Introduction

 

The First Session of the 114th Congress convened January 6, 2015. Bills are not carried over from 2014. All legislation must be introduced anew.

Information related to federal legislation—text of bills, testimony from hearings, committee reports, floor debates in the Congressional Record, roll call of floor votes, and the like—is available at: congress.gov (replaces thomas.loc.gov).

Health Care Conscience Rights Act

 

The Health Care Conscience Rights Act (HCCRA) has been re-introduced in the House. The bill is identical to the measure introduced in the last Congress.
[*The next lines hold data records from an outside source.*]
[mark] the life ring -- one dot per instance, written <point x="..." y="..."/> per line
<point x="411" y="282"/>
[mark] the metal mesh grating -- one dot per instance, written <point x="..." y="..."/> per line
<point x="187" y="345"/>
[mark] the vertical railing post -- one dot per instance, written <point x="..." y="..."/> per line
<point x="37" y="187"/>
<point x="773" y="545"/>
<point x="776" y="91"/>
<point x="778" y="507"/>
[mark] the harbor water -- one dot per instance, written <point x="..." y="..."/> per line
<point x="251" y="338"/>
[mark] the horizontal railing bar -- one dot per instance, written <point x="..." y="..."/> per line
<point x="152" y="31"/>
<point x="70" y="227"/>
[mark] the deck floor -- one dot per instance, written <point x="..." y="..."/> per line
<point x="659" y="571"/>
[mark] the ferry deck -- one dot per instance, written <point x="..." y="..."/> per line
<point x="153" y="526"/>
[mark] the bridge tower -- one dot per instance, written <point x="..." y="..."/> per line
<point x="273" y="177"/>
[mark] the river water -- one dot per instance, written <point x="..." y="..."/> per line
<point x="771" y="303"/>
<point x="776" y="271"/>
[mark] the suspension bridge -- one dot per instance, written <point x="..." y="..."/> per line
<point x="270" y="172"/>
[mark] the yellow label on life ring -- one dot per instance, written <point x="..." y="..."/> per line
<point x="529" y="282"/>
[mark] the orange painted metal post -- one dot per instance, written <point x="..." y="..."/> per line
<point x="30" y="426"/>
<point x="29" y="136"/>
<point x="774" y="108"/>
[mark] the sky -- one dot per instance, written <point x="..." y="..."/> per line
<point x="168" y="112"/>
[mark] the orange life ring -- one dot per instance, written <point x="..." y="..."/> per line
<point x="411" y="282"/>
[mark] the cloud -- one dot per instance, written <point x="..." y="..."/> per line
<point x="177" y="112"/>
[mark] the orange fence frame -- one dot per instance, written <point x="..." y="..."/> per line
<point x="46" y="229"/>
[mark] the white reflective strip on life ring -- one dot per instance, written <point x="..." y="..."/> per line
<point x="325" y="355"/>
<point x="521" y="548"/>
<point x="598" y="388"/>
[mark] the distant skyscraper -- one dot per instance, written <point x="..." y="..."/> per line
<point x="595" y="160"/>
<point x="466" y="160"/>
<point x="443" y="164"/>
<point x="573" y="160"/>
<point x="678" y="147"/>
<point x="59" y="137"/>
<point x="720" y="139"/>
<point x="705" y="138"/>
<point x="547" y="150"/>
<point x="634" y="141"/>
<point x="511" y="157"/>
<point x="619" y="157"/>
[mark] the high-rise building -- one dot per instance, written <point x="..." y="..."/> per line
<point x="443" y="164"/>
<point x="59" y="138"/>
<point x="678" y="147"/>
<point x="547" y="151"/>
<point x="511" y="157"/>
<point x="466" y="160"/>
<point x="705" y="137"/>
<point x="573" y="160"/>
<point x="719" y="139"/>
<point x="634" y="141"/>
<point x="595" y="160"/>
After an introductory section on why the bill is needed (Sec. 2), long standing conscience rights policies are applied to the new health care law, the Affordable Care Act (ACA) (Sec. 3), the policy of the Weldon conscience protection amendment is made clearer and more permanent (Sec. 4), and a new section is created in the Public Health Service Act to establish a private right of action so victims of discrimination can take their case to federal court (Sec. 5). See Fact Sheet, “Why We Need the Health Care Conscience Rights Act,” at: origin.usccb.org/issues-and-action/religious-liberty/conscience-protection/upload/why-we-need-the-hccra-sept2013.pdf.

House: On February 12, 2015, Rep. Diane Black (R-TN) introduced the HCCRA (H.R. 940). The measure has 138 co-sponsors, and was referred to two committees: Committee on Energy and Commerce and Committee on Ways and Means. Reps. Jeff Fortenberry (R-NE) and John Fleming (R-LA) are lead co-sponsors of the bill.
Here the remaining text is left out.